I now live in Alaska and just started homeschooling my kids (2nd and K) this year. I have been dissatisfied with the public system. My oldest did great in preschool but the moment she moved up to the full-day, 30-kids / teacher nightmare, it didn't take long before she "hated" school... about 3 days. Her confidence began to crumble, her happiness and demeanor fell and she developed an attitude of defiance and entitlement that was unacceptable, not to mention that it ALWAYS bothered me when the teacher would pull out test results and say "she's right where she needs to be." When her scores were clearly below the national average. The district goal was for students to be below average, and the national average leaves something HUGE to be desired too!

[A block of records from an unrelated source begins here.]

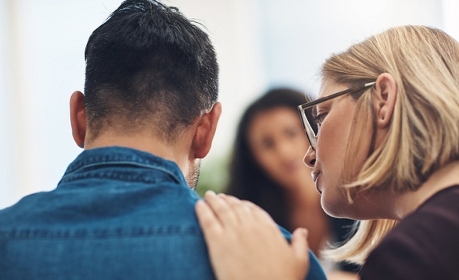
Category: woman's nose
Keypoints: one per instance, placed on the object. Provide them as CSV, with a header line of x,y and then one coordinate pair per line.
x,y
310,157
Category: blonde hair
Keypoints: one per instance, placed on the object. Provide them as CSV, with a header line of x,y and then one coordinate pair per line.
x,y
424,130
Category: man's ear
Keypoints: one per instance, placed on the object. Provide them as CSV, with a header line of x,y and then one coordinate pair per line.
x,y
205,131
385,97
78,118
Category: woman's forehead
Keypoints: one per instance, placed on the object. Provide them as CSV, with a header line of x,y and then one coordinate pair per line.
x,y
328,86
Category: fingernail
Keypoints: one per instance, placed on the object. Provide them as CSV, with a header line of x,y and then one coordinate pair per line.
x,y
211,192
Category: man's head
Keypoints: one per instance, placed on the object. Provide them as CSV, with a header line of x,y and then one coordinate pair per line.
x,y
149,71
147,65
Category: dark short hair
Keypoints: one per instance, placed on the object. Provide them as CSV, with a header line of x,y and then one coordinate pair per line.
x,y
147,65
247,179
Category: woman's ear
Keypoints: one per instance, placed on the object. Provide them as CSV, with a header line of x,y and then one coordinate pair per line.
x,y
78,118
385,97
205,131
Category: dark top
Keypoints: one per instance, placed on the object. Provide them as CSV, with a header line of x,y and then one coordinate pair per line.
x,y
424,245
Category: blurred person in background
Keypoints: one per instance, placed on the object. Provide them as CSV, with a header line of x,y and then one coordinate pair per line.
x,y
384,150
267,168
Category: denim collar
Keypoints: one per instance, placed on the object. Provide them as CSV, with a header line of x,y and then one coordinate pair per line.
x,y
115,155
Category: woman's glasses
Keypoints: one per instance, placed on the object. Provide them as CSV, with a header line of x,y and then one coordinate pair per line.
x,y
308,113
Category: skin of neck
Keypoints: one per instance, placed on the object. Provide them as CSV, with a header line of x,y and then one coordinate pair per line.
x,y
443,178
179,151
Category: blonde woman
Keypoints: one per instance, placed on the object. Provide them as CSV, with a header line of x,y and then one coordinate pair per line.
x,y
385,152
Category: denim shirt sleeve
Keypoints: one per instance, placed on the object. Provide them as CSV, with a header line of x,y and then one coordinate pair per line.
x,y
316,271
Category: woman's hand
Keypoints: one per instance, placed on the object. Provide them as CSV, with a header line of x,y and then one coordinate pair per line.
x,y
245,243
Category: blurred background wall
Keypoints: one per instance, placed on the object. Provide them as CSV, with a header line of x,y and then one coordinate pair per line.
x,y
260,44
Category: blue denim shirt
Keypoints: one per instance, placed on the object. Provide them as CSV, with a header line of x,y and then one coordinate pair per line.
x,y
117,213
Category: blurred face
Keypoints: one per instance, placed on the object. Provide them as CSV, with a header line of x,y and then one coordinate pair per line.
x,y
336,117
277,140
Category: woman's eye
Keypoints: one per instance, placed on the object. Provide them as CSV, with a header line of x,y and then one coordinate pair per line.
x,y
319,118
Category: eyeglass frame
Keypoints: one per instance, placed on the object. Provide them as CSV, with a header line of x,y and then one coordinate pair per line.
x,y
310,134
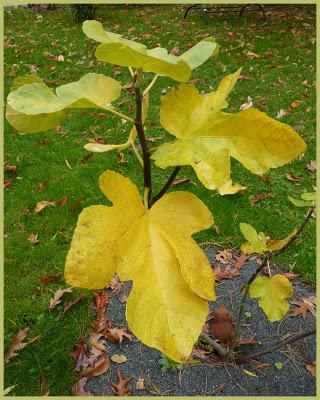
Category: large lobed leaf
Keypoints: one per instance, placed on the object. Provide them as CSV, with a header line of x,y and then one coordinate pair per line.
x,y
272,292
208,137
33,107
114,49
172,278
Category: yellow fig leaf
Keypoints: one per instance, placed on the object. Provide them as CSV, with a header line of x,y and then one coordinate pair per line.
x,y
172,278
90,91
272,292
257,243
101,148
208,137
114,49
31,123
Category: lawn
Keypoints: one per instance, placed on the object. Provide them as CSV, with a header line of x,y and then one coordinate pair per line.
x,y
52,165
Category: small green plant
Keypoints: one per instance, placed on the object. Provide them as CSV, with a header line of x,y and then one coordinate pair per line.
x,y
148,239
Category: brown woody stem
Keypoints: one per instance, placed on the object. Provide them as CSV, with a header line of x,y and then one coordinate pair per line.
x,y
291,339
166,185
254,275
143,142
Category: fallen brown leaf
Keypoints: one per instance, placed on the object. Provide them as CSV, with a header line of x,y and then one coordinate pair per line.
x,y
99,367
41,186
312,368
62,201
222,328
293,178
78,388
121,388
225,273
312,166
73,303
57,298
140,384
223,256
33,238
43,204
117,334
289,275
16,345
304,305
179,181
46,279
261,196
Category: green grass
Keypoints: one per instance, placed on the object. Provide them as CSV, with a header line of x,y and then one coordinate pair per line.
x,y
286,45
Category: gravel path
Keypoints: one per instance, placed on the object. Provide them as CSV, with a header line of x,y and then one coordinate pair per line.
x,y
292,379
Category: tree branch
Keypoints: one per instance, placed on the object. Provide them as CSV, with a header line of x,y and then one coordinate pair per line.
x,y
143,142
255,274
271,349
166,185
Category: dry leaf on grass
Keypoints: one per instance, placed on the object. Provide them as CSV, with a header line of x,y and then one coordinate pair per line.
x,y
224,256
43,204
16,345
312,166
78,388
312,368
98,368
33,238
46,279
179,181
73,303
57,298
121,388
261,196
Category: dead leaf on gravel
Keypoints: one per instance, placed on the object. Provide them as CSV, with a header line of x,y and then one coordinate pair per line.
x,y
80,355
57,298
116,335
100,367
73,303
222,328
43,204
33,238
121,388
304,305
179,181
225,273
119,358
312,166
224,256
16,345
240,261
46,279
290,275
115,284
140,384
293,178
78,388
312,368
261,196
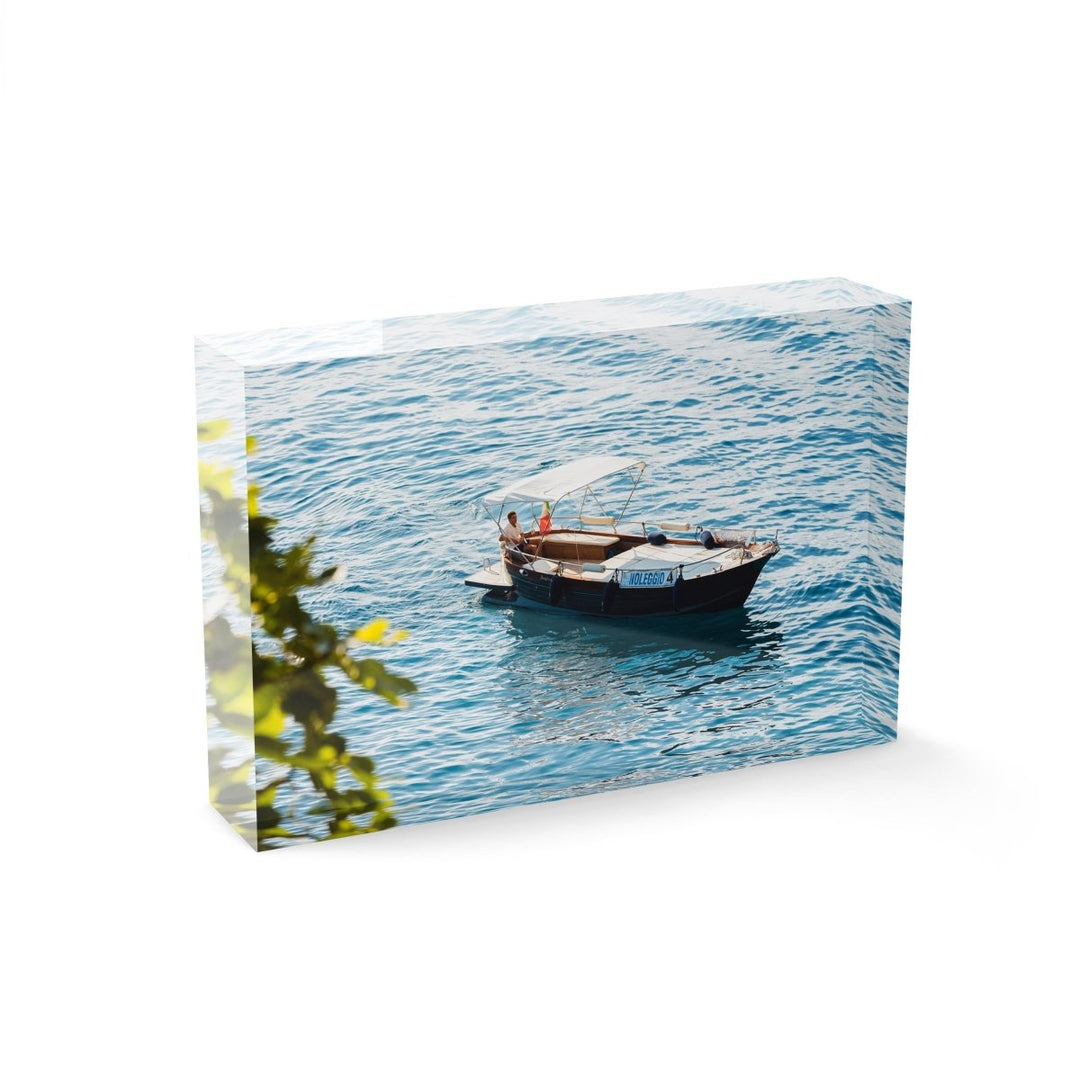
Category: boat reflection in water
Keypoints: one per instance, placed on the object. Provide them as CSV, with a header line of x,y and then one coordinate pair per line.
x,y
644,694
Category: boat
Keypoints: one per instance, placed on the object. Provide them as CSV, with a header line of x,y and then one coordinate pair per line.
x,y
610,564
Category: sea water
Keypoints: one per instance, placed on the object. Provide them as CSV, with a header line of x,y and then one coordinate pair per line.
x,y
750,416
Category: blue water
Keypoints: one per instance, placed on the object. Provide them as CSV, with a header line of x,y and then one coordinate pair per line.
x,y
784,423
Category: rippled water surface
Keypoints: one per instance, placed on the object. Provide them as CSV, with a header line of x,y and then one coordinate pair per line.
x,y
780,422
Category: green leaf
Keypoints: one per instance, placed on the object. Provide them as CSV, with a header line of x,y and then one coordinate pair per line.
x,y
269,717
215,480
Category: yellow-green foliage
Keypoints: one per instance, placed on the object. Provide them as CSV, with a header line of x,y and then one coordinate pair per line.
x,y
281,698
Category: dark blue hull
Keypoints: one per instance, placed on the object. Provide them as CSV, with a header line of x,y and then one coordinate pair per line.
x,y
714,592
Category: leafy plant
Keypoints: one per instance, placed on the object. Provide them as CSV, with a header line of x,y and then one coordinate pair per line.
x,y
273,693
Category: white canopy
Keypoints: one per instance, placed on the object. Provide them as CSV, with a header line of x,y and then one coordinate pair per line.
x,y
554,484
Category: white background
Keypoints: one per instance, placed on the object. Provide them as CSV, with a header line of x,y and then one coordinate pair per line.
x,y
171,170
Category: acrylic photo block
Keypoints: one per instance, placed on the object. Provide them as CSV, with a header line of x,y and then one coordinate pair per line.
x,y
458,563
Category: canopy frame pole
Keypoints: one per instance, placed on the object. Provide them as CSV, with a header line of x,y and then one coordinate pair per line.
x,y
640,473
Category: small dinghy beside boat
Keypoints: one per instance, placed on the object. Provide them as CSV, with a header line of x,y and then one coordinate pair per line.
x,y
599,566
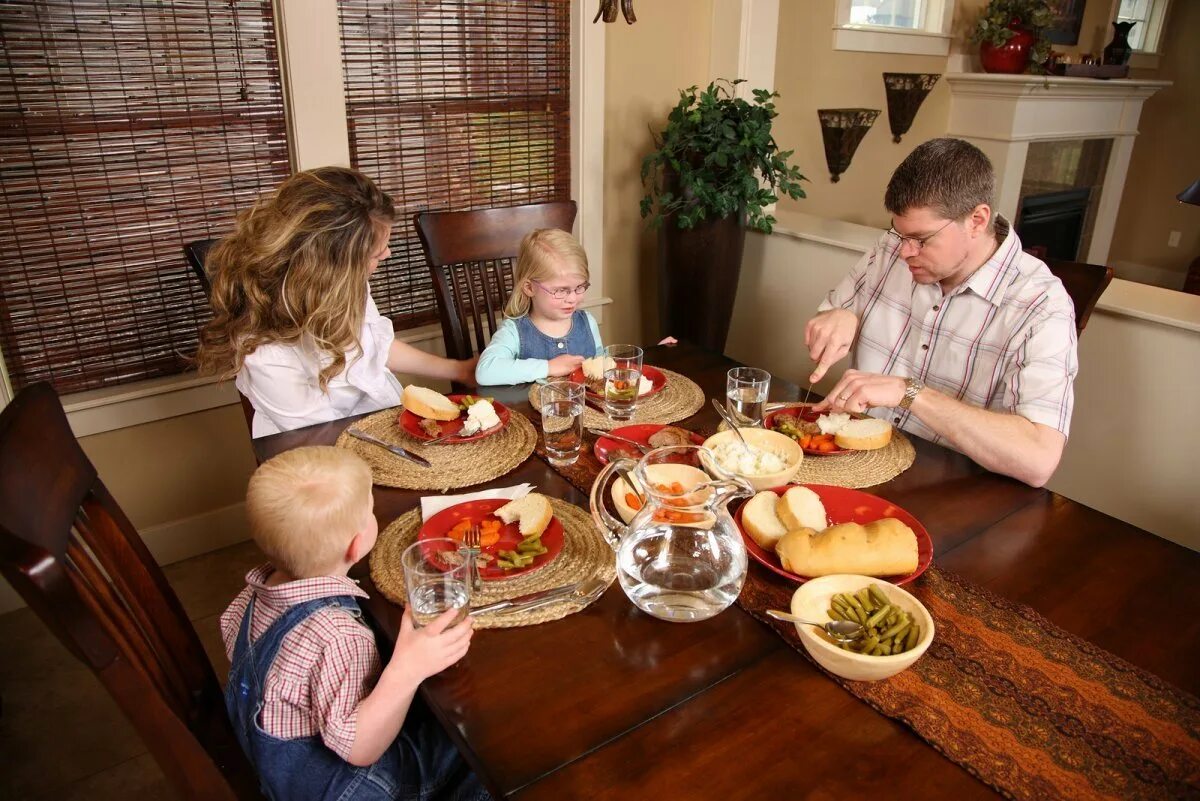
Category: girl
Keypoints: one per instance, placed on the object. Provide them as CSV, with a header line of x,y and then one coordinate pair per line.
x,y
544,332
293,317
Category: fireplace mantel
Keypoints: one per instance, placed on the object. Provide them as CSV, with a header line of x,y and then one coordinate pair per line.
x,y
1003,114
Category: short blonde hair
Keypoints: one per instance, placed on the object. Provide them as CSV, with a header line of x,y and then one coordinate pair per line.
x,y
545,253
305,506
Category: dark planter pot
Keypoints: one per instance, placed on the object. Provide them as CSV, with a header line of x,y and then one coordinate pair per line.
x,y
1012,56
699,273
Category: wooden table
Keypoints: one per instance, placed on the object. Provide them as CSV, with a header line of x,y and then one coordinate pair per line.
x,y
613,704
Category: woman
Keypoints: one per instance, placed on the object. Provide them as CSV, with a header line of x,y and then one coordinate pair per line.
x,y
293,317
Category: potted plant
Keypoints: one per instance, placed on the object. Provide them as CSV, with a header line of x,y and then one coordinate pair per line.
x,y
714,172
1012,35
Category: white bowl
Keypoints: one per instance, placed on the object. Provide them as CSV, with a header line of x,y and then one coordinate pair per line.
x,y
768,440
811,602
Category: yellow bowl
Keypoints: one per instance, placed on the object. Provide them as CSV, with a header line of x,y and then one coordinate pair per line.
x,y
768,440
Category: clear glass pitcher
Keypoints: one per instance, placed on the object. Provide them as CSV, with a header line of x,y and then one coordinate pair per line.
x,y
679,554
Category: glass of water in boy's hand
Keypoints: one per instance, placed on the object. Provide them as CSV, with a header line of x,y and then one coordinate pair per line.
x,y
437,578
622,380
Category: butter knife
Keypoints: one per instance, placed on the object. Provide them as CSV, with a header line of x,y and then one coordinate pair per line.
x,y
388,446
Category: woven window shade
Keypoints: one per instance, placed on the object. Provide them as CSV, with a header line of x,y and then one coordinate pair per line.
x,y
126,130
454,104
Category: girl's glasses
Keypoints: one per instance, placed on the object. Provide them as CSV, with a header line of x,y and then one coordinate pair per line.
x,y
563,293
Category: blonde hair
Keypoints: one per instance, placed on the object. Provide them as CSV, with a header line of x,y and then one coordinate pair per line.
x,y
295,267
545,253
305,506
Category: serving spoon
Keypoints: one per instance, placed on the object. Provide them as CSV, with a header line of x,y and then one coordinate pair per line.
x,y
844,631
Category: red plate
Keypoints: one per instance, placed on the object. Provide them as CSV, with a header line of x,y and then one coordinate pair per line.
x,y
808,415
510,535
658,380
849,506
641,433
412,423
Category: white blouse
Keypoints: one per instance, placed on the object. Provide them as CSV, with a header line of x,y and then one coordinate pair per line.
x,y
281,380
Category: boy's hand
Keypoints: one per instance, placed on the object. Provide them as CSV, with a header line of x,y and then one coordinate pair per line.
x,y
432,649
564,365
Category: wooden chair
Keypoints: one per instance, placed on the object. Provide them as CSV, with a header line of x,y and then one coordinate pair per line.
x,y
1085,283
197,254
76,559
471,256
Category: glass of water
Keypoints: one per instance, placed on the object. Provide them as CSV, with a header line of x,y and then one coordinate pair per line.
x,y
745,395
622,380
561,404
437,578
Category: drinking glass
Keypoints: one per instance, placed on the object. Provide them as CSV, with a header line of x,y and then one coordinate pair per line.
x,y
745,395
437,578
561,404
622,380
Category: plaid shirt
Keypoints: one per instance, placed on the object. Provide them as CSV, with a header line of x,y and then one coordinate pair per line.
x,y
325,666
1003,339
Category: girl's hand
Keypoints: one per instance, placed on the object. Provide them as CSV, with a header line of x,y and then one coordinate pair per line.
x,y
564,365
425,651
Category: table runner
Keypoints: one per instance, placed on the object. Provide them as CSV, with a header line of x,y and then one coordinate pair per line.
x,y
1025,706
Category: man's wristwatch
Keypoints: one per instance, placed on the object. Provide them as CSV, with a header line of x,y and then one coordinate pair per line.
x,y
911,387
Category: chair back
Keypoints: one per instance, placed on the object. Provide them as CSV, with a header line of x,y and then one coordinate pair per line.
x,y
472,257
76,559
1085,283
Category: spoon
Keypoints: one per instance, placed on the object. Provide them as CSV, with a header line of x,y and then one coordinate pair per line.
x,y
844,631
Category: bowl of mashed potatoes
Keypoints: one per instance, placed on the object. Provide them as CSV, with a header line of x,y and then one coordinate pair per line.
x,y
772,459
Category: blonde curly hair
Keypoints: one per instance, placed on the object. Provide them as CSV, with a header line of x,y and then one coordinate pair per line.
x,y
295,269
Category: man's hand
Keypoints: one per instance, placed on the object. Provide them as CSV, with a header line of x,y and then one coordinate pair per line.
x,y
861,391
828,337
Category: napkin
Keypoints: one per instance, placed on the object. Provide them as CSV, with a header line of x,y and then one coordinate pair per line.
x,y
431,506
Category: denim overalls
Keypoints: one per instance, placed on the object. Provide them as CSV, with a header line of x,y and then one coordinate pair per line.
x,y
420,765
577,342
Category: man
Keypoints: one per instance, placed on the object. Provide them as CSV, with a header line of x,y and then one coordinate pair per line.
x,y
958,335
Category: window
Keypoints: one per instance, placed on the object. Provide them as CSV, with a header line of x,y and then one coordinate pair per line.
x,y
454,106
129,128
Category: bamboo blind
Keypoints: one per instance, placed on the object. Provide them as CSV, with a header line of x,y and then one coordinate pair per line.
x,y
127,127
454,104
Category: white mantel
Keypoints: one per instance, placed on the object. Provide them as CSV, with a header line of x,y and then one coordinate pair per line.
x,y
1003,114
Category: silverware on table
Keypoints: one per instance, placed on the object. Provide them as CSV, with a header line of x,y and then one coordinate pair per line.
x,y
388,446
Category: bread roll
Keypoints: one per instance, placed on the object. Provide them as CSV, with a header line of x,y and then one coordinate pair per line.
x,y
426,403
533,511
801,507
761,522
885,547
864,434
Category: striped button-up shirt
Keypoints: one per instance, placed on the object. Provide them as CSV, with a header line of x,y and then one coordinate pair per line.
x,y
325,666
1003,339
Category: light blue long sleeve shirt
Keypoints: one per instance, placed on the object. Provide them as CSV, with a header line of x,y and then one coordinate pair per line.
x,y
502,360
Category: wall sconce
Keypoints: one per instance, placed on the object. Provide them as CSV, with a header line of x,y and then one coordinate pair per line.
x,y
906,92
841,130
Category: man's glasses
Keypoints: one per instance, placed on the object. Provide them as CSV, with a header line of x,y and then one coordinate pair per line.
x,y
916,241
563,293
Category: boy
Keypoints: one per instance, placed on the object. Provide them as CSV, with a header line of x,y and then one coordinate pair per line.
x,y
311,705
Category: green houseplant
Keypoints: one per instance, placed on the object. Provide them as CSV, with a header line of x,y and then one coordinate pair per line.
x,y
714,172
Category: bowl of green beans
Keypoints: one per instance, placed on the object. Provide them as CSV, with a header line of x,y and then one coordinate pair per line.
x,y
898,627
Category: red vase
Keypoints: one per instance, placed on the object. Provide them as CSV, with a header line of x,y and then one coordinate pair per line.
x,y
1012,56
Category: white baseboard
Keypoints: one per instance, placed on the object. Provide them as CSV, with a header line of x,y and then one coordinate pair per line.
x,y
174,541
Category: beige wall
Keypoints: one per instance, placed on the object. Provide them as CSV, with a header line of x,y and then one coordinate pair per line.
x,y
646,65
1165,157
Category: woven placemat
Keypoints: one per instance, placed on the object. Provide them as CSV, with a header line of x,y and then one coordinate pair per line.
x,y
679,399
1023,705
453,465
585,555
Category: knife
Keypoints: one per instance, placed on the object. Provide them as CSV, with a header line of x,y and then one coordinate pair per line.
x,y
394,449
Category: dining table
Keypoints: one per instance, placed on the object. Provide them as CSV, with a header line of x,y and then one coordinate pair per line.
x,y
611,703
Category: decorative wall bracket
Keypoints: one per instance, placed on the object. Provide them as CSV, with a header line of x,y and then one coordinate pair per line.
x,y
841,130
906,91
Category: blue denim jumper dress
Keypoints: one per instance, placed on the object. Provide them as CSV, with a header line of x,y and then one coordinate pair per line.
x,y
577,342
420,765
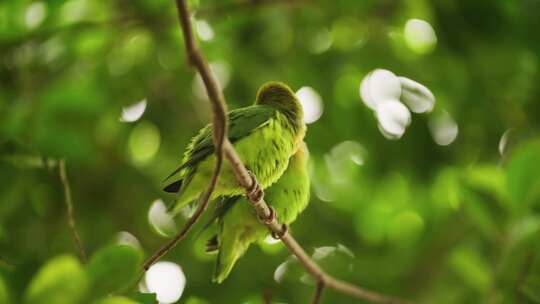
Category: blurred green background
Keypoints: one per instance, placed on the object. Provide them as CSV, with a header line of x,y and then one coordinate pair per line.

Homework was a fight that was taxing our relationship and the schedule didn't meet up with the 2-week rotation or vacation schedule EVER. So I did my research, and made a change.

We have been homeschooling for 5 weeks, and my kids are happy, confident, active, and excelling in their lessons and on checkpoints. It takes us about 4 hours to complete 6 lessons each, and then we are free to be social, active and do the fun stuff the rest of the day. We belong to recreational clubs and enjoy a strong network of friends so our birthday parties and camp outs are NEVER lonely. As it's still early, and the testing is so wildly transitional right now with the CORE Curriculum garbage, I don't know how well they are performing by state or national standards yet. But the fact that my 2nd grader doesn't hate doing school anymore is a HUGE "worth it" for me.

Some other unexpected "worth its" are that I get more opportunities to praise my kids and really get to see their accomplishments. I feel a sense of value and accomplishment with how I am creating and spending that quality time. We are far more active and way less stressed by rigorous schedules that waste an unimaginable amount of time. My kids are able to move quickly through things they already know and take more time on the things that challenge them without the confines of having to accommodate 30 other kids, or feelings of boredom or doubt in their abilities to learn.

The down side is that it's work. It takes a lot of time and money. And not every day is a peach. Sometimes, they don't want to do the work. Sometimes I don't want to. Sometimes we just grit through it like a chore, but those days are few and far between and I'd take any one of those over the old homework drama EVERY TIME!

Alaska offers a great network of home-schoolers and several public and private entities to make sure that state and national benchmarks are met. I am using Mat-Su Central School (a public school) that offers $2200/ student for educational purposes, and I get the control. I choose the curriculum, activities and schedule that suit my kids learning ability and my teaching ability and our family schedule. I choose where and how that tiny bit of money is spent, and there is great freedom in that. My kids are still accountable for the material that everyone else is accountable for, they take the same tests at the same checkpoints as everyone else, but they are much happier about it than they were in public school.

I'm not saying it is for everyone. I'm not saying that EVERY public school botches it or that EVERY home school parent does it right. They don't. I'm just confident that home schooling is the right choice for us and will continue doing it with passion and full investment until it no longer is.

Thanks for the opportunity to think this through and share.